• Kaitlyn Viola

A Letter of Optimism to the Survivors of 2020



2020 has undoubtedly been one of the most unprecedented and polarizing years thus far.


The past almost-year has featured a storm of news reports, columns, feature-writing, and

opinion pieces about the current crises that became the reality of much of the world in March of 2020, not to mention the political turmoil that has come to follow. It is no secret that the recent pandemic has transformed our world in ways that were unimaginable. In addition to a plethora of social, environmental, economic and institutional crises, this year has come to invite one of the most urgent wake-up calls to ever face citizens and leaders alike. It has essentially broken every boundary that previously shaped our reality.


What follows this causal nexus is a fairly unanimous feeling of discontent as to the future of the world as we know it—and rightfully so. Many face joblessness, distress, anxiety, and

devastation in the midst of the economic and social disruption generated by the pandemic.

However, it is important to look to history in the face of hope. This is not the first pandemic

America, or the world as a whole, has faced. The 1918 influenza outbreak, sometimes called

the Spanish flu, infected a third of the world’s population at the time, killing an estimated 50

million worldwide. Known as one of the deadliest pandemics in history, this strain of flu still

circulates the globe annually, but poses little-to-no threat after having morphed into just another seasonal flu (a natural progression experts find to be common).


While the viruses differ significantly, decades of advancements have placed us at an undeniable advancement in overcoming a pandemic in the present day. The ability of researchers and scientists to use advanced technologies to develop and test drugs at rapid speeds has never been stronger than now, with dozens of companies globally working on developing and releasing vaccines against the virus. America in particular has adopted ever-evolving means of transgressing the traditional bounds of communication and knowledge exchange, especially in the wake of the pandemic. Arguably, the pandemic has also prompted a rise in creativity among those in quarantine, as many have come to discover hobbies and passions they otherwise might have missed in the absence of such trying times.

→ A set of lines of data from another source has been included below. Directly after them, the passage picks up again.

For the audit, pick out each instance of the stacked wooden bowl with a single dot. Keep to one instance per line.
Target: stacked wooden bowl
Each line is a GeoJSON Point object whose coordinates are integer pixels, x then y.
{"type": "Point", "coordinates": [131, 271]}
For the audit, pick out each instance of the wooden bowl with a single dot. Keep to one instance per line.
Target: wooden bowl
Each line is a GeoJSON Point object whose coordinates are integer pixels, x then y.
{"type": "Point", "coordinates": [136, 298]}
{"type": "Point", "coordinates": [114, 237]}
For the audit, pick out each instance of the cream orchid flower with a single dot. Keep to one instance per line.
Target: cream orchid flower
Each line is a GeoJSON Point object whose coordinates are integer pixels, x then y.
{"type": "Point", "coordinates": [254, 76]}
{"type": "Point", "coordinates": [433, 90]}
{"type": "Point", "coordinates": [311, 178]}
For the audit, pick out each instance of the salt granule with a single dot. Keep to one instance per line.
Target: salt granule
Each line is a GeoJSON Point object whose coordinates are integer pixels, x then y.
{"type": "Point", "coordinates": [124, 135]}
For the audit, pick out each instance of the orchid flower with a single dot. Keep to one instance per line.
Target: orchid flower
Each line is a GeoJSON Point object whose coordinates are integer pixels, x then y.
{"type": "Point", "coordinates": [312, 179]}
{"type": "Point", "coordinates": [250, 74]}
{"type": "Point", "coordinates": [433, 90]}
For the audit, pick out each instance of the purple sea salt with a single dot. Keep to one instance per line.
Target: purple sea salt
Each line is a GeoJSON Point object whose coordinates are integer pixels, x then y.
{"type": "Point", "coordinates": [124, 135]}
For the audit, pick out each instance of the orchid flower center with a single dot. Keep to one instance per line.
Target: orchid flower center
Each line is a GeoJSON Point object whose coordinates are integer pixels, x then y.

The point is: now is not the time to lose hope.


In a time of remarkable uncertainty, we must keep hold of the important things. Although we

struggle at different levels, we all remain on the side of humanity as a collective. While the

future remains uncertain, the opportunity to unite remains. Be kind to strangers. Check on your friends and family; check on your coworkers. Ask people how they are feeling today. Keep the people and things that you love closer now than ever. Remember that most people are trying their best and that most things are temporary. As put by science fiction writer Ted Chiang, “contemplate the marvel that is existence, and rejoice that you are able to do so.”